Syrian forces line up another town
Elite army units have swept through a northern province of Syria, expanding a deadly operation to crush signs of dissent against President Bashar Assad.
In the south, tens of thousands took to the streets in the central city of Hama to show solidarity with victims of the military crackdown.
Hama was the site of a 1982 massacre by the government of Assad's father and predecessor, Hafez Assad, whose forces shelled the city to crush a Sunni Muslim uprising.
The crisis in Syria has drawn international condemnation and isolation. Human rights activists say more than 1,400 Syrians have died and some 10,000 have been detained as the government has struggled to put down the three-month-old national upheaval.

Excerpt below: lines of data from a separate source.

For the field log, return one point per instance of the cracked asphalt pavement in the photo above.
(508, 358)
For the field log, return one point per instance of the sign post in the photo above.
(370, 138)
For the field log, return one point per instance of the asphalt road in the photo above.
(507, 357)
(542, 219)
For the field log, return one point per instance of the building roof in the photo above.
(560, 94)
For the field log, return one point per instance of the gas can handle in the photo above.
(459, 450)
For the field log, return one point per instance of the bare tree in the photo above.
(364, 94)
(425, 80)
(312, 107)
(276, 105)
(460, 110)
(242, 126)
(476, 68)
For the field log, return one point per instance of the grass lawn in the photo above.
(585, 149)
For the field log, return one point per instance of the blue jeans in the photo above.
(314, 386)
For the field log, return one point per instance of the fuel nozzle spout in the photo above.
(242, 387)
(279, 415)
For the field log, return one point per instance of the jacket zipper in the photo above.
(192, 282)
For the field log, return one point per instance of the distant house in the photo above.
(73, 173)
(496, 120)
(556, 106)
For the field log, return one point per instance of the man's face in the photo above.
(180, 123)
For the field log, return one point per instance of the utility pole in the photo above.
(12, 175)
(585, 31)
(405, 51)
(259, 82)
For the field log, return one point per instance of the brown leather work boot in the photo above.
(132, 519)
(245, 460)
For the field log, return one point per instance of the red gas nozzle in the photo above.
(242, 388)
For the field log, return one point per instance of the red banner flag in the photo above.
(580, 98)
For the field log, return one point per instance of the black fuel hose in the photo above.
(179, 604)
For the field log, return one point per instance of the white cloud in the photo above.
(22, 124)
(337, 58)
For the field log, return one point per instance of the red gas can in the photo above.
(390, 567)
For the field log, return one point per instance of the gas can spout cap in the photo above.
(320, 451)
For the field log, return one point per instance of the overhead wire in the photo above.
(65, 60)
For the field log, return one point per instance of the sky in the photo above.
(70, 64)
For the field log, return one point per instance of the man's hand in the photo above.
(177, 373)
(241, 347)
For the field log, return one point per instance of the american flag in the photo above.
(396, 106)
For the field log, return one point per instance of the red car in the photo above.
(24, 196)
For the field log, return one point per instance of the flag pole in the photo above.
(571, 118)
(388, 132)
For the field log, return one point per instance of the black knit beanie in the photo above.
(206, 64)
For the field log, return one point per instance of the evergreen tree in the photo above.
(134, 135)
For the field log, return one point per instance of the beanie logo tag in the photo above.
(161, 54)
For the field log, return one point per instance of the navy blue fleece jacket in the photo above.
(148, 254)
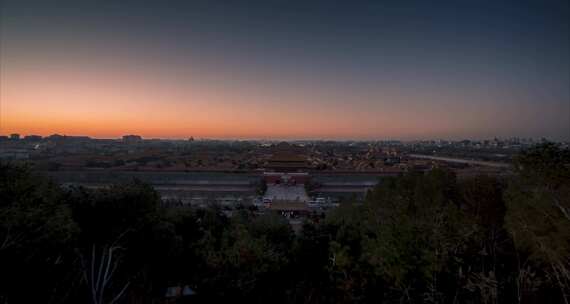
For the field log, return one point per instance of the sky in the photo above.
(286, 69)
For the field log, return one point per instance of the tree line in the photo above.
(418, 238)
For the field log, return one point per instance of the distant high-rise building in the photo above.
(132, 138)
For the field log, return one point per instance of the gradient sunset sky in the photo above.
(286, 69)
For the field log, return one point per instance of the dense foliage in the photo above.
(419, 238)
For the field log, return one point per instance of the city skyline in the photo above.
(286, 70)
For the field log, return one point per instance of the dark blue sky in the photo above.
(442, 68)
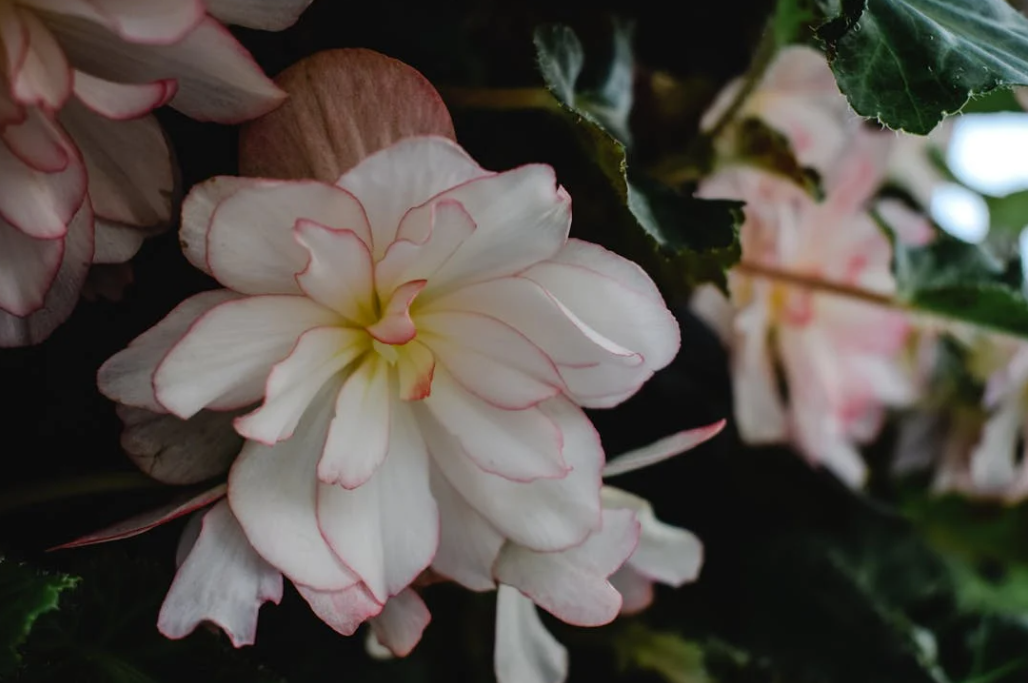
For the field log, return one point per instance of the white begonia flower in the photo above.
(405, 351)
(86, 171)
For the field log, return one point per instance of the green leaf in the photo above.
(1007, 215)
(910, 63)
(25, 596)
(676, 659)
(681, 240)
(960, 281)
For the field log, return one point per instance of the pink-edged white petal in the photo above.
(343, 105)
(272, 492)
(263, 14)
(132, 177)
(396, 326)
(405, 175)
(521, 445)
(524, 650)
(222, 580)
(339, 273)
(664, 553)
(197, 210)
(224, 359)
(251, 246)
(427, 238)
(41, 75)
(572, 584)
(38, 142)
(149, 22)
(218, 79)
(28, 267)
(64, 290)
(468, 543)
(38, 203)
(121, 101)
(400, 624)
(178, 452)
(319, 354)
(662, 450)
(490, 359)
(115, 245)
(760, 411)
(613, 296)
(522, 217)
(386, 531)
(144, 522)
(414, 368)
(592, 367)
(546, 514)
(636, 590)
(126, 376)
(993, 464)
(343, 610)
(359, 436)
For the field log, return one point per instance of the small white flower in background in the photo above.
(978, 451)
(403, 354)
(86, 172)
(841, 358)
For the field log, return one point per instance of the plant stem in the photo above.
(817, 284)
(44, 492)
(499, 98)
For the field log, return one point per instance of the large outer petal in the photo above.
(40, 203)
(524, 650)
(251, 246)
(28, 267)
(132, 179)
(401, 622)
(272, 492)
(572, 584)
(468, 543)
(263, 14)
(63, 294)
(222, 580)
(225, 358)
(546, 514)
(343, 105)
(127, 376)
(180, 452)
(613, 296)
(522, 217)
(218, 79)
(387, 531)
(664, 553)
(407, 174)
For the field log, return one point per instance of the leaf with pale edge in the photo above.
(958, 280)
(910, 63)
(691, 241)
(25, 595)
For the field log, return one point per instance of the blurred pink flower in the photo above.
(86, 172)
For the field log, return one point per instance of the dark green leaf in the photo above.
(910, 63)
(960, 281)
(1007, 215)
(688, 241)
(25, 596)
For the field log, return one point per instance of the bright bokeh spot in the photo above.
(989, 152)
(960, 212)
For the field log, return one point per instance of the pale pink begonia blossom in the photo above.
(86, 171)
(839, 357)
(403, 354)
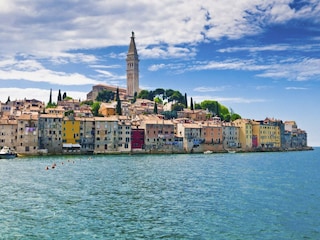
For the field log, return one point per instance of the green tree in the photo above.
(134, 97)
(95, 108)
(191, 104)
(177, 107)
(168, 94)
(211, 105)
(177, 96)
(105, 96)
(197, 106)
(159, 92)
(59, 96)
(185, 100)
(155, 109)
(235, 116)
(169, 114)
(8, 100)
(50, 97)
(143, 94)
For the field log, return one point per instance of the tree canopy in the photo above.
(105, 96)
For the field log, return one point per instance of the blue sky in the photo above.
(260, 58)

In recent days, Syrian tanks and the government's most loyal troops have been trying to extinguish any chance the anti-Assad resistance could gain a base for a wider armed rebellion. They have sealed off strategic areas in the north and east - including the town of Jisr al-Shughour, which was spinning out of government control before the military moved in on Sunday.
Other towns and villages in the region were on alert. Major General Riad Haddad, head of the military's political department, said tanks surrounding Maaret al-Numan, a town of 100,000, had not entered "yet" - suggesting they were readying an operation. Maaret al-Numan sits on the road linking Damascus with Syria's second-largest city, Aleppo.

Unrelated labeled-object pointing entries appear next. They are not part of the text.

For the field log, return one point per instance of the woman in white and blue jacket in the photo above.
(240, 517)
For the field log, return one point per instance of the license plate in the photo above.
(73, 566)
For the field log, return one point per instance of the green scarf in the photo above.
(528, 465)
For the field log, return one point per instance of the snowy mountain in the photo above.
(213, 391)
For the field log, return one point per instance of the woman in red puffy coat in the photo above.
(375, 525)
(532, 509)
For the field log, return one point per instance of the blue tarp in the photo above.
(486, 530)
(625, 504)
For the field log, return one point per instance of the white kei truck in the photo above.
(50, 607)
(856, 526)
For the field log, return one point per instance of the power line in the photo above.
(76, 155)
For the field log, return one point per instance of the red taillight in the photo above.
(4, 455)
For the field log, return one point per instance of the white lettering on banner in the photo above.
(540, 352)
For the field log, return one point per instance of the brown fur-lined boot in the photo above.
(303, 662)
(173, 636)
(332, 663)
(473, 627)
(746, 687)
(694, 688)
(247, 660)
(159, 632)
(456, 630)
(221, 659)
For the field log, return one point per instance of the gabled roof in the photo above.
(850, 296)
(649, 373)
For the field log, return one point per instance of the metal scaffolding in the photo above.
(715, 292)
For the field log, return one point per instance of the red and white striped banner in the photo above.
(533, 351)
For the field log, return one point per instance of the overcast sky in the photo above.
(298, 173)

Hundreds of people fled Maaret al-Numan on Wednesday, as security forces intermittently shelled the area and raided nearby villages, making arrests, said Syrian human rights activist Mustafa Osso. Troops might storm Maaret al-Numan "any minute", he said.
Gen Haddad also confirmed witness accounts that army units were surrounding the eastern town of al-Boukamal, near the Iraqi frontier, "to protect the borders".
As the crackdown grew bloodier, Syrian pro-democracy activists escalated their calls for political reforms to demands for the end of the Assad regime, dominated by the Alawite minority, an offshoot of Shiite Islam.
For its part, the government blames a foreign conspiracy for the unrest, saying religious extremists are behind it. Syrian information minister Adnan Mahmoud called on residents of Jisr al-Shughour to return, saying the area is now safe.